La habitación es amable con los sentidos. Las paredes en blanco cálido o el salvia más pálido crean un capullo de color suave. Las sábanas de algodón orgánico, una manta de nido de abeja y una alfombra de lana lavable ofrecen un confort que también es práctico: cualquier textil puede meterse en la lavadora después de los inevitables incidentes de madrugada. La mecedora del rincón no es un elemento decorativo, sino la pieza funcional más importante de la habitación, donde transcurrirán horas de tomas, lecturas y mimos.

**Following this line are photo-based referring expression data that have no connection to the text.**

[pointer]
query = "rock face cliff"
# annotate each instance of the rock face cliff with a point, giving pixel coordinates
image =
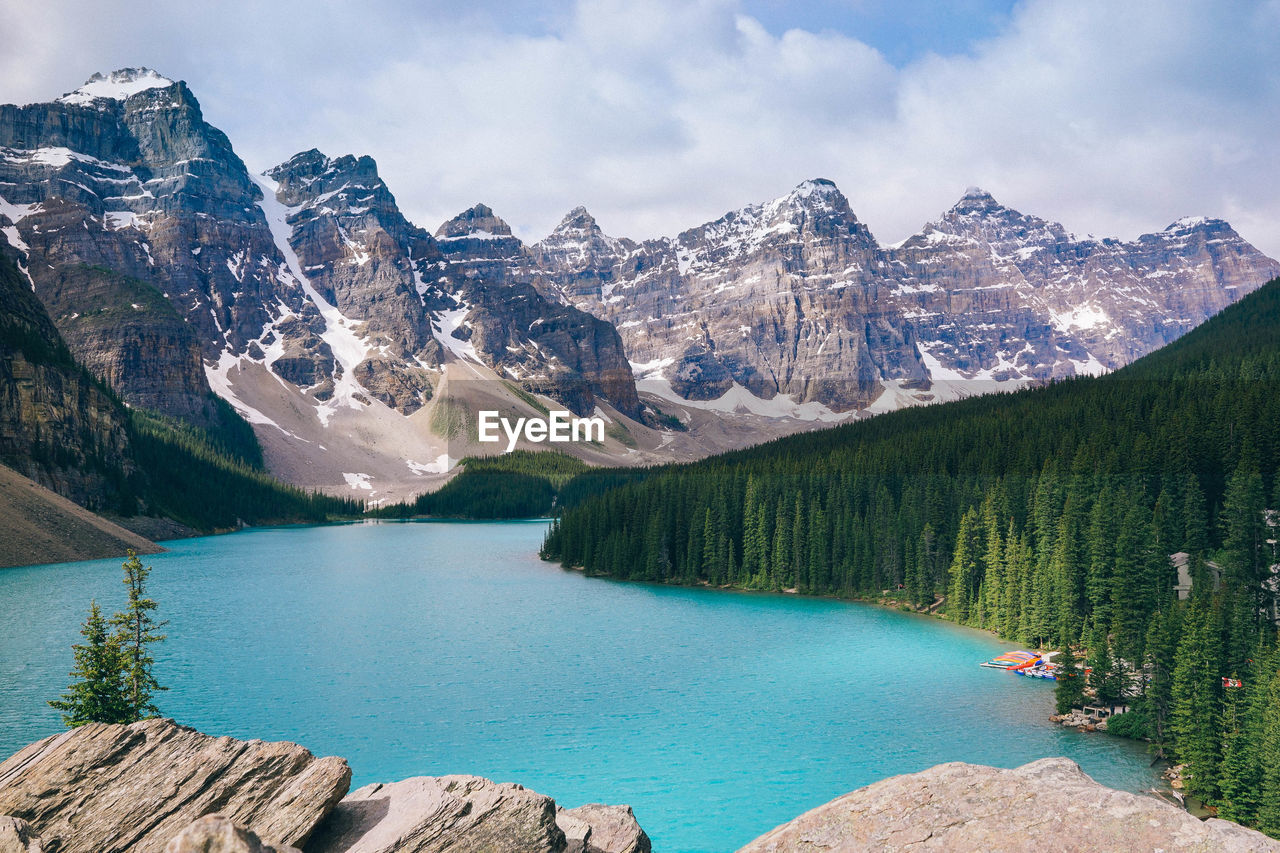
(58, 425)
(1048, 804)
(169, 269)
(131, 211)
(155, 785)
(307, 300)
(795, 296)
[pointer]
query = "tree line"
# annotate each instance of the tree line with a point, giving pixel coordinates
(1047, 516)
(114, 679)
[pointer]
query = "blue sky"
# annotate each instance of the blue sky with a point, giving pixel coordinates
(901, 31)
(1111, 118)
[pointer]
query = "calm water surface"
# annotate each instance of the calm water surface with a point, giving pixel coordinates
(449, 648)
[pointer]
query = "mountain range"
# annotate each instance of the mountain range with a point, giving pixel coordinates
(356, 342)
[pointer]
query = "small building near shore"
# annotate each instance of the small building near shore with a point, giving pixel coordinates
(1183, 564)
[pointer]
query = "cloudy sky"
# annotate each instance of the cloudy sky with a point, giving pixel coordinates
(1111, 118)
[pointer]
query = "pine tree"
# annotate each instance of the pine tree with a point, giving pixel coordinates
(1196, 699)
(1104, 676)
(136, 634)
(1069, 692)
(99, 694)
(1161, 644)
(1269, 746)
(1240, 772)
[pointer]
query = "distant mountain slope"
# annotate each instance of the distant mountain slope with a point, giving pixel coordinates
(65, 429)
(58, 424)
(306, 300)
(1194, 409)
(796, 297)
(37, 525)
(1050, 516)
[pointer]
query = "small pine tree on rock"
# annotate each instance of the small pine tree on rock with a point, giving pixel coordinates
(136, 630)
(1069, 692)
(99, 693)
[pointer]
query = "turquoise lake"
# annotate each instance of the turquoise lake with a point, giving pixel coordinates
(432, 648)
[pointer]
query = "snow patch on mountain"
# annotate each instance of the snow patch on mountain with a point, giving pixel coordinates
(117, 86)
(339, 333)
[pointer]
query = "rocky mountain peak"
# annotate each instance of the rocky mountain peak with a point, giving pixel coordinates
(976, 200)
(817, 196)
(117, 86)
(476, 222)
(1188, 224)
(576, 220)
(310, 174)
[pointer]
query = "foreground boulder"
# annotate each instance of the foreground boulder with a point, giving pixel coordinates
(17, 836)
(602, 829)
(218, 834)
(1046, 806)
(113, 788)
(465, 813)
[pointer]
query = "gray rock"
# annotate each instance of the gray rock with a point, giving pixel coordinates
(796, 296)
(1048, 806)
(602, 829)
(218, 834)
(433, 815)
(114, 788)
(17, 836)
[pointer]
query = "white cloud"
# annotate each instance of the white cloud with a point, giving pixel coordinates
(1112, 118)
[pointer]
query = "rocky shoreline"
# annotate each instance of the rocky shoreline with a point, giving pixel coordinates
(155, 787)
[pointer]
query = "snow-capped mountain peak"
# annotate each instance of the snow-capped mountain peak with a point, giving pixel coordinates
(479, 220)
(117, 86)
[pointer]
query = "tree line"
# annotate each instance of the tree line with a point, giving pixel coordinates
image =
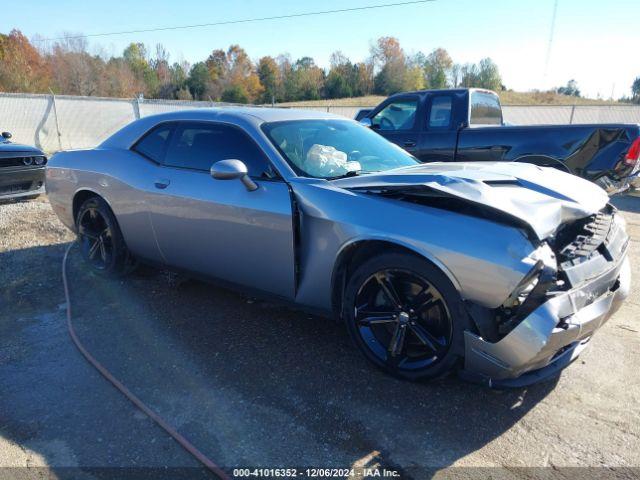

La organización está integrada desde el primer día. Las estanterías bajas ponen libros y juguetes al alcance de las manos pequeñas, mientras que las cestas de mimbre contienen el caos inevitable del material de bebé. La habitación infantil escandinava confía en que un entorno tranquilo y ordenado beneficia por igual el desarrollo del niño y la cordura de los padres.